A sphere is circumscribed about a cube. Find the ratio of the volume of the cube to the volume of the sphere.
So I drew this diagram:
Next, I want to relate s and r.
I apply Pythagorean theory to my diagram.
$$\left(\frac12 s\right)^2+\left(\frac12s\right)^2=r^2$$
Or more simply:
$$\frac12 s^2=r^2$$
This gives me the identity
$$s=r\times \sqrt2$$
So far so good, I think.
$$V_{\text{cube}}=s^3$$ $$V_{\text{sphere}}=\frac{4\pi r^3}{3}$$
Substituting for $s$,
$$V_{\text{cube}}=r^3\times2\sqrt2$$ Ratio of $V_{\text{cube}}$ to $V_{\text{sphere}}$ is:
$$r^3\times2\sqrt2/4\pi r^3/3$$ Simply: $$\frac{6\sqrt2r^3}{4\pi r^3}=\frac{6\sqrt2}{4\pi}=\color{red}{\boxed{\displaystyle\color{black}{\frac{3\sqrt2}{2\pi}}}}$$
That's the solution I keep getting.
The answer key stays the solution is actually $\displaystyle\frac{6\sqrt2}{3\pi}$
Can someone please tell me where I'm going wrong?
Let $O$ be the centre of the cube, and let $C$ be one of the corners of the cube.

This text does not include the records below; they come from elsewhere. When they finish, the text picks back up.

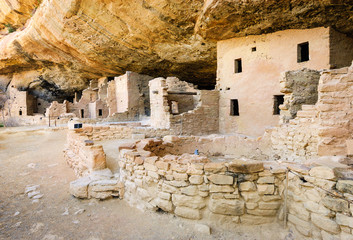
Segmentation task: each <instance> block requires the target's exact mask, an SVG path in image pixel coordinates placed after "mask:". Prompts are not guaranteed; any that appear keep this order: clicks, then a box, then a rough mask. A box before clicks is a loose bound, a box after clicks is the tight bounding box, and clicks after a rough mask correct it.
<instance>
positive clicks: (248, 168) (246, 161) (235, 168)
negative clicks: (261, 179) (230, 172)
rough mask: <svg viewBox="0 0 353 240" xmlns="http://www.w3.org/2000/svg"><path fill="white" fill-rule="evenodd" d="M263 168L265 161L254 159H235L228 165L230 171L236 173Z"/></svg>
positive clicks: (250, 172) (242, 172)
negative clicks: (263, 161) (241, 159)
mask: <svg viewBox="0 0 353 240" xmlns="http://www.w3.org/2000/svg"><path fill="white" fill-rule="evenodd" d="M263 170H264V165H263V163H262V162H259V161H254V160H248V161H245V160H233V161H232V162H230V163H229V165H228V171H230V172H234V173H255V172H261V171H263Z"/></svg>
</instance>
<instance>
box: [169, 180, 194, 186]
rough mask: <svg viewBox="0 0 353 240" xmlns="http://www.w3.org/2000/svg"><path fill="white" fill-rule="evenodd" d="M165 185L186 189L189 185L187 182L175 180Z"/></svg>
mask: <svg viewBox="0 0 353 240" xmlns="http://www.w3.org/2000/svg"><path fill="white" fill-rule="evenodd" d="M166 183H167V184H169V185H172V186H174V187H186V186H189V183H188V182H185V181H181V180H180V181H176V180H174V181H167V182H166Z"/></svg>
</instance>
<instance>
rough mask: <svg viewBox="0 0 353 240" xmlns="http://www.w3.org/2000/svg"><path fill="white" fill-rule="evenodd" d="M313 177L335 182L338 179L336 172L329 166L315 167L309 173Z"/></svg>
mask: <svg viewBox="0 0 353 240" xmlns="http://www.w3.org/2000/svg"><path fill="white" fill-rule="evenodd" d="M309 175H310V176H311V177H317V178H321V179H327V180H334V179H336V176H335V172H334V170H333V169H332V168H330V167H327V166H319V167H313V168H312V169H310V171H309Z"/></svg>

Drop a perpendicular from $O$ to the centre $M$ of one of the faces that contains the vertex $C$.
Then $\triangle OMC$ is right-angled at $M$.
We have, in your notation, $OM=\frac{s}{2}$. Distance $OC$ is half a face diagonal of the cube. A face diagonal has length $\sqrt{2}{s}$. Half a face diagonal has therefore length $\frac{\sqrt{2} s}{2}$. By the Pythagorean Theorem, we have $$(OC)^2 =\left(\frac{s}{2}\right)^2+ \left(\frac{\sqrt{2}s}{2}\right)^2.$$
It follows that $OC$, the radius of the circle, is $\frac{\sqrt{3}}{2}s$. The rest of the calculation is along lines you are familiar with.
Remark: The above argument was used because it seemed closest in spirit to your approach. To me, the following seems simpler.
Grab a cube, or something close enough. As a distant second best, draw a picture of a cube in the conventional way. Let $P$ and $Q$ be opposite each other along the long diagonal of the cube. Let $S$ be a vertex on a face that contains $P$, with $S$ diagonally across from $P$. Then $\triangle PSQ$ is right-angled at $S$. We have $(PQ)^2=(PS)^2+(SQ)^2=2s^2+s^2=3s^2$. The long diagonal of a cuve of side $s$ has length $\sqrt{3} s$.